Artigo 44.º-E — Direito de revogação
EM VIGOR desde 04/07/20231 - Sempre que um autor ou um artista, intérprete ou executante conceda uma licença ou transfira os seus direitos sobre uma obra ou prestação, em regime de exclusividade, pode revogar, no todo ou em parte, aquela licença ou transmissão, em caso de falta de exploração da obra ou de outros materiais protegidos.
2 - O direito de revogação previsto no número anterior só pode ser exercido decorridos cinco anos após a celebração do contrato ou um terço da sua duração inicial, consoante o que ocorra primeiro.
3 - No caso de contratos relativos a obras ou prestações futuras, o prazo referido no número anterior conta-se a partir da conclusão da obra ou da fixação da prestação.
4 - Sem prejuízo do disposto no artigo 136.º, são excluídas do mecanismo previsto no n.º 1 as obras videográficas, cinematográficas ou produzidas por processo análogo à cinematografia.
5 - Caso o autor ou artista intérprete ou executante pretenda prevalecer-se do disposto no n.º 1, deve notificar a contraparte da sua pretensão, por escrito e com prova de receção, fixando-lhe o prazo não inferior a seis meses para a exploração de tais direitos objeto de licença ou de transmissão.

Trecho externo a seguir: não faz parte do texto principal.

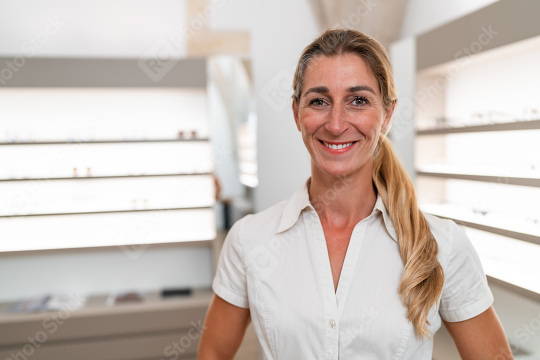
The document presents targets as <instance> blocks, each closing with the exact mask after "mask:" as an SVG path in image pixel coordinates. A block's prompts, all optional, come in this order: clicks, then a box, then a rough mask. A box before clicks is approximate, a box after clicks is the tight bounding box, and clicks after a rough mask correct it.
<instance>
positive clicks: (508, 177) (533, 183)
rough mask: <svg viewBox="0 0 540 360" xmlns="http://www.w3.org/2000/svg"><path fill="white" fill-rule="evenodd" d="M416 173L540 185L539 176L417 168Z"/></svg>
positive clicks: (453, 177) (430, 175)
mask: <svg viewBox="0 0 540 360" xmlns="http://www.w3.org/2000/svg"><path fill="white" fill-rule="evenodd" d="M416 174H417V175H419V176H429V177H435V178H443V179H458V180H471V181H483V182H491V183H497V184H501V183H503V184H511V185H520V186H531V187H540V178H538V177H515V176H509V175H502V174H501V175H487V174H470V173H469V174H468V173H466V172H445V171H426V170H420V169H417V170H416Z"/></svg>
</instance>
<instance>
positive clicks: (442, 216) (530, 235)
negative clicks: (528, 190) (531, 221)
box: [428, 212, 540, 245]
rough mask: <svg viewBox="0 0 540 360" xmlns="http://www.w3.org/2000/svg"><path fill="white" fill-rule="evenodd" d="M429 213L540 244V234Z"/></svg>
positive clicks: (466, 223) (456, 221) (466, 225)
mask: <svg viewBox="0 0 540 360" xmlns="http://www.w3.org/2000/svg"><path fill="white" fill-rule="evenodd" d="M428 213H430V214H431V215H435V216H438V217H440V218H444V219H450V220H453V221H455V222H456V223H457V224H459V225H463V226H467V227H470V228H474V229H477V230H482V231H485V232H489V233H492V234H496V235H501V236H506V237H509V238H513V239H516V240H521V241H525V242H528V243H532V244H536V245H540V236H535V235H531V234H525V233H520V232H517V231H512V230H507V229H501V228H496V227H493V226H489V225H484V224H479V223H474V222H470V221H466V220H462V219H456V218H453V217H449V216H444V215H441V214H437V213H432V212H428Z"/></svg>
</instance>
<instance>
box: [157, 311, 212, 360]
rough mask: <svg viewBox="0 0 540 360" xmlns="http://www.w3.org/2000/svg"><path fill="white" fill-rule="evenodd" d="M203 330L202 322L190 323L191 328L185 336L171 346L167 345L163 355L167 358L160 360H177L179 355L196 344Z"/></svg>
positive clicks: (189, 329) (179, 356)
mask: <svg viewBox="0 0 540 360" xmlns="http://www.w3.org/2000/svg"><path fill="white" fill-rule="evenodd" d="M203 329H204V321H203V320H202V319H200V320H199V321H197V323H195V322H194V321H192V322H191V327H190V328H189V330H188V331H187V334H185V335H184V336H182V337H181V338H180V339H179V340H178V341H175V342H173V343H172V344H170V345H168V346H167V347H166V348H165V349H164V351H163V354H164V355H165V356H167V358H165V359H163V358H162V359H161V360H176V359H179V358H180V355H182V354H183V353H185V352H186V351H187V350H189V349H190V348H191V347H192V346H194V345H197V344H198V340H199V338H200V337H201V334H202V332H203Z"/></svg>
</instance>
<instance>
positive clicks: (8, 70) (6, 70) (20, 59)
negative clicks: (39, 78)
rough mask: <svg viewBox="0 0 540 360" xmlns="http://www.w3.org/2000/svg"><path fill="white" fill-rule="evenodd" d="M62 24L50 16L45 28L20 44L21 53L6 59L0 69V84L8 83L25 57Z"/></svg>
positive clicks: (13, 75)
mask: <svg viewBox="0 0 540 360" xmlns="http://www.w3.org/2000/svg"><path fill="white" fill-rule="evenodd" d="M62 26H63V24H62V22H60V20H59V19H58V17H55V18H50V19H49V20H48V22H47V25H46V26H45V28H44V29H43V30H42V31H40V32H39V33H37V34H36V35H35V36H33V37H31V38H29V39H28V40H27V41H25V42H23V43H22V44H21V48H20V49H21V53H22V54H21V55H18V56H15V57H13V58H12V59H11V60H7V61H6V62H5V63H4V66H3V67H2V68H1V69H0V85H2V86H5V85H8V83H9V81H10V80H11V79H13V77H14V76H16V74H17V73H18V72H19V71H20V70H21V69H22V68H23V67H24V65H25V64H26V59H28V58H31V57H33V56H35V55H36V54H37V52H38V50H39V49H41V48H42V47H43V46H45V44H47V43H48V42H49V39H50V38H51V37H52V36H54V35H56V33H57V32H58V31H59V30H60V28H61V27H62Z"/></svg>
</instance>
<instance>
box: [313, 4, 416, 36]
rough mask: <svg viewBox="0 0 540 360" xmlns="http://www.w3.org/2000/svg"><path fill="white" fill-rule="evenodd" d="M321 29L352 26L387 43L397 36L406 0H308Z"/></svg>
mask: <svg viewBox="0 0 540 360" xmlns="http://www.w3.org/2000/svg"><path fill="white" fill-rule="evenodd" d="M310 4H311V7H312V9H313V12H314V14H315V18H316V19H317V22H318V25H319V28H320V30H321V31H324V30H326V29H330V28H345V27H346V28H352V29H355V30H358V31H362V32H364V33H366V34H368V35H370V36H373V37H374V38H376V39H377V40H378V41H379V42H381V43H382V44H383V45H385V46H388V45H389V44H391V43H392V42H394V41H396V40H398V38H399V35H400V32H401V26H402V23H403V16H404V13H405V7H406V4H407V0H310Z"/></svg>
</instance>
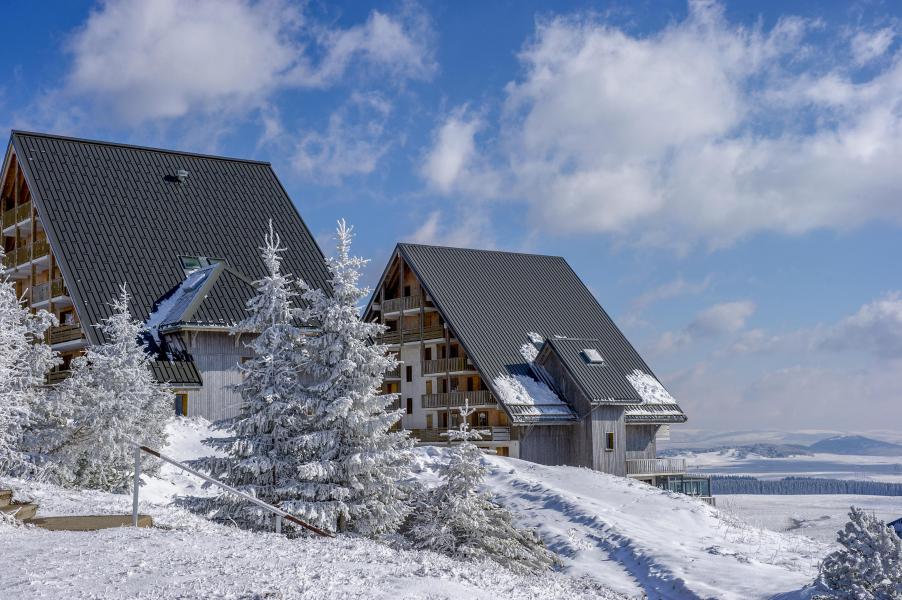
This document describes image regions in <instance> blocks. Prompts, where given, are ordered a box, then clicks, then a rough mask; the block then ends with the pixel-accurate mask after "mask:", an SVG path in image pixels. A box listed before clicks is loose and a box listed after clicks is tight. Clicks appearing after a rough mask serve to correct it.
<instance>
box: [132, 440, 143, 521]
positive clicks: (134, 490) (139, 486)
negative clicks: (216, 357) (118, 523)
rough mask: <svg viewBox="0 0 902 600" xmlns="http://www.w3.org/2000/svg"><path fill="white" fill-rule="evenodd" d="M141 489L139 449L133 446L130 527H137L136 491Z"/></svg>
mask: <svg viewBox="0 0 902 600" xmlns="http://www.w3.org/2000/svg"><path fill="white" fill-rule="evenodd" d="M140 487H141V448H140V447H139V446H137V445H136V446H135V489H134V491H133V492H132V527H137V526H138V489H139V488H140Z"/></svg>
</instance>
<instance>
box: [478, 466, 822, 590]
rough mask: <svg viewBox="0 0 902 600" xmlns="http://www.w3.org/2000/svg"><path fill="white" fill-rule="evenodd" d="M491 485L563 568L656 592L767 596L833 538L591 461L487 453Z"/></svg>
mask: <svg viewBox="0 0 902 600" xmlns="http://www.w3.org/2000/svg"><path fill="white" fill-rule="evenodd" d="M488 461H489V462H490V464H491V472H490V475H489V477H488V478H487V484H488V486H489V489H490V490H491V491H492V492H494V493H496V494H497V495H498V499H499V501H501V502H503V503H504V504H505V505H506V506H508V507H510V508H511V509H512V510H514V512H515V514H516V515H517V517H518V519H520V522H521V524H523V525H526V526H529V527H534V528H536V529H538V530H539V532H540V533H541V535H542V538H543V539H545V541H546V542H547V543H549V545H550V546H551V547H552V548H553V549H554V550H555V551H556V552H558V553H559V554H561V555H562V556H564V557H565V562H566V565H567V571H568V572H569V573H570V574H572V575H575V576H579V575H588V576H592V577H593V578H595V579H596V580H598V581H601V582H603V583H604V584H605V585H607V586H610V587H612V588H614V589H617V590H619V591H621V592H624V593H628V594H641V593H645V594H647V595H648V596H649V597H651V598H722V599H731V598H735V599H737V600H739V599H742V600H745V599H750V598H771V597H773V596H776V595H779V594H784V593H787V592H794V591H796V590H799V589H801V588H802V587H803V586H805V585H806V584H808V583H810V582H811V581H812V579H813V578H814V576H815V573H816V568H817V563H818V561H819V560H820V558H822V557H823V556H824V555H825V554H826V553H827V546H826V545H825V544H822V543H817V542H813V541H811V540H809V539H807V538H804V537H801V536H795V535H791V534H783V533H777V532H773V531H769V530H766V529H759V528H755V527H752V526H750V525H748V524H746V523H744V522H743V521H741V520H738V519H736V518H734V517H732V516H730V515H727V514H724V513H722V512H720V511H718V510H716V509H714V508H712V507H710V506H708V505H707V504H704V503H703V502H701V501H698V500H694V499H692V498H688V497H686V496H680V495H678V494H672V493H669V492H664V491H662V490H658V489H656V488H653V487H651V486H648V485H645V484H642V483H639V482H634V481H631V480H628V479H623V478H618V477H612V476H609V475H604V474H602V473H597V472H594V471H591V470H589V469H580V468H574V467H545V466H541V465H536V464H533V463H528V462H524V461H518V460H514V459H504V458H496V457H489V458H488Z"/></svg>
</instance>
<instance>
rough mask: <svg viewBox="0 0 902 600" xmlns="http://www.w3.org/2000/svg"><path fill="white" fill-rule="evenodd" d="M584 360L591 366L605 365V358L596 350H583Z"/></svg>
mask: <svg viewBox="0 0 902 600" xmlns="http://www.w3.org/2000/svg"><path fill="white" fill-rule="evenodd" d="M583 358H584V359H586V362H587V363H589V364H590V365H603V364H604V357H602V356H601V353H600V352H599V351H598V350H596V349H595V348H583Z"/></svg>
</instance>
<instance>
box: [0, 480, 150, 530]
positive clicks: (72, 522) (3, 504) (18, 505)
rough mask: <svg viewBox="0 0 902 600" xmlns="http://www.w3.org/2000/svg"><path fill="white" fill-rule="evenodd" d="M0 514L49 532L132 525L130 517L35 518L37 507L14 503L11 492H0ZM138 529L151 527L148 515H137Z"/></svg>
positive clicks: (36, 514)
mask: <svg viewBox="0 0 902 600" xmlns="http://www.w3.org/2000/svg"><path fill="white" fill-rule="evenodd" d="M0 512H4V513H6V514H11V515H13V516H14V517H15V518H16V519H18V520H20V521H22V522H23V523H26V524H28V525H34V526H35V527H40V528H41V529H47V530H50V531H96V530H98V529H110V528H112V527H131V525H132V516H131V515H89V516H65V517H37V516H35V515H37V512H38V505H37V504H32V503H30V502H14V501H13V492H12V490H0ZM138 527H153V519H152V518H151V517H150V516H149V515H138Z"/></svg>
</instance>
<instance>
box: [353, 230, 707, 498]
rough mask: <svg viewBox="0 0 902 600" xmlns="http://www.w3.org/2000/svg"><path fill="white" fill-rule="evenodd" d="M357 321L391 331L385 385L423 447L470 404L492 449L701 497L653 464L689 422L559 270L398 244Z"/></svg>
mask: <svg viewBox="0 0 902 600" xmlns="http://www.w3.org/2000/svg"><path fill="white" fill-rule="evenodd" d="M365 318H367V319H375V320H378V321H380V322H382V323H384V324H385V325H387V326H388V331H387V332H386V333H385V335H384V336H383V337H382V340H381V341H382V342H383V343H385V344H388V345H389V348H390V350H391V351H392V352H393V353H395V354H396V355H397V357H398V360H399V361H400V367H399V368H398V369H397V370H396V371H394V372H393V373H389V376H388V377H387V378H386V380H385V384H384V387H385V390H386V391H388V392H395V393H398V394H400V399H401V407H402V408H403V409H404V413H405V414H404V416H403V418H402V426H403V427H404V428H406V429H409V430H410V431H411V433H412V435H413V436H414V437H416V438H417V439H418V440H419V441H420V442H421V443H424V444H436V443H445V439H446V438H445V437H443V436H442V433H443V432H444V431H446V430H447V429H448V428H449V427H454V426H457V425H458V418H459V417H458V415H457V413H456V410H455V408H456V407H459V406H461V405H463V403H464V401H465V400H468V401H469V404H470V406H475V407H476V408H477V411H476V412H475V413H474V414H473V415H472V416H471V419H472V422H471V423H470V425H472V426H473V427H475V428H477V429H480V430H482V431H484V432H485V434H484V436H483V439H482V440H481V441H479V442H477V444H478V445H479V446H481V447H483V448H485V449H487V450H491V451H495V452H496V453H498V454H500V455H503V456H513V457H519V458H521V459H525V460H530V461H534V462H538V463H542V464H548V465H577V466H583V467H589V468H592V469H596V470H599V471H603V472H606V473H611V474H615V475H621V476H630V477H634V478H636V479H640V480H643V481H646V482H648V483H652V484H655V485H658V486H660V487H666V488H669V489H672V490H674V491H684V492H688V493H692V494H693V495H699V496H710V491H709V489H708V486H707V480H704V479H698V478H688V477H686V467H685V463H684V461H683V460H681V459H671V458H658V457H657V456H656V440H657V439H658V438H659V437H661V436H662V435H666V434H667V433H668V432H669V427H670V425H671V424H678V423H683V422H685V421H686V416H685V414H684V413H683V411H682V410H681V409H680V407H679V405H678V404H677V403H676V401H675V400H674V399H673V397H672V396H671V395H670V394H669V393H668V392H667V390H666V389H664V387H663V386H662V385H661V383H660V382H659V381H658V380H657V379H656V378H655V376H654V374H653V373H652V371H651V369H650V368H649V366H648V365H647V364H646V363H645V361H644V360H643V359H642V357H641V356H639V354H638V353H637V352H636V350H635V349H634V348H633V346H632V345H631V344H630V343H629V341H627V339H626V338H625V337H624V335H623V334H622V333H621V332H620V330H619V329H618V328H617V326H616V325H615V324H614V323H613V321H612V320H611V318H610V317H609V316H608V315H607V313H606V312H605V311H604V309H603V308H602V307H601V306H600V305H599V304H598V302H597V300H596V299H595V297H594V296H593V295H592V293H591V292H590V291H589V290H588V289H587V288H586V286H585V285H584V284H583V282H582V281H581V280H580V279H579V277H578V276H577V275H576V273H574V272H573V270H572V269H571V268H570V265H568V264H567V262H566V261H565V260H564V259H563V258H560V257H556V256H537V255H531V254H515V253H510V252H493V251H485V250H468V249H461V248H446V247H437V246H425V245H417V244H403V243H402V244H398V246H397V247H396V249H395V250H394V253H393V255H392V257H391V260H390V261H389V263H388V265H387V266H386V268H385V270H384V272H383V274H382V277H381V279H380V281H379V284H378V286H377V287H376V289H375V291H374V293H373V296H372V298H371V300H370V302H369V305H368V306H367V308H366V310H365Z"/></svg>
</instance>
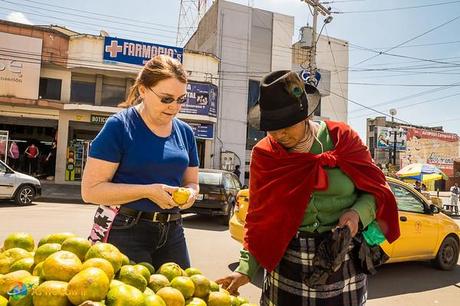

6 - Decorrido o prazo fixado no número anterior e caso subsista a ausência de exploração, pode o autor ou o artista proceder à revogação, ou, em alternativa, optar por pôr termo à exclusividade do contrato, pela forma prevista no número anterior.
7 - Em caso de obras com pluralidade de autores ou prestações com pluralidade de artistas, aplica-se, quanto ao exercício do direito, o disposto no artigo 17.º e seguintes, sendo, todavia, dispensada a anuência de autores ou artistas cuja contribuição para a obra ou outro material protegido não seja significativa.
8 - O disposto no n.º 1 não se aplica se a falta de exploração não for imputável à contraparte licenciada ou transmissária dos direitos, ou resulte de impedimento objetivo cuja reparação esteja fora do seu controlo, bem como quando for essencialmente motivada por circunstâncias ou impedimentos que se possam, razoavelmente, esperar que o autor ou artista, intérprete ou executante possa reparar.
9 - O disposto no presente artigo não prejudica o exercício de qualquer direito contratual ou legalmente conferido ao autor ou ao artista, intérprete ou executante, em virtude do incumprimento contratual da contraparte, nem a aplicação de qualquer disposição contratual que confira àqueles titulares o direito de revogar ou resolver o contrato em termos mais alargados ou com prazos mais reduzidos.
10 - A revogação prevista no presente artigo não é oponível a terceiros para os quais os direitos tenham sido validamente transferidos ou aos quais tenha sido validamente concedida uma licença pela contraparte contratual do autor ou artista, intérprete ou executante, em momento anterior ao exercício do direito de revogação, exceto se a falta de exploração da obra ou de outros materiais protegidos lhes for imputável, caso em que se aplica o regime previsto nos números anteriores.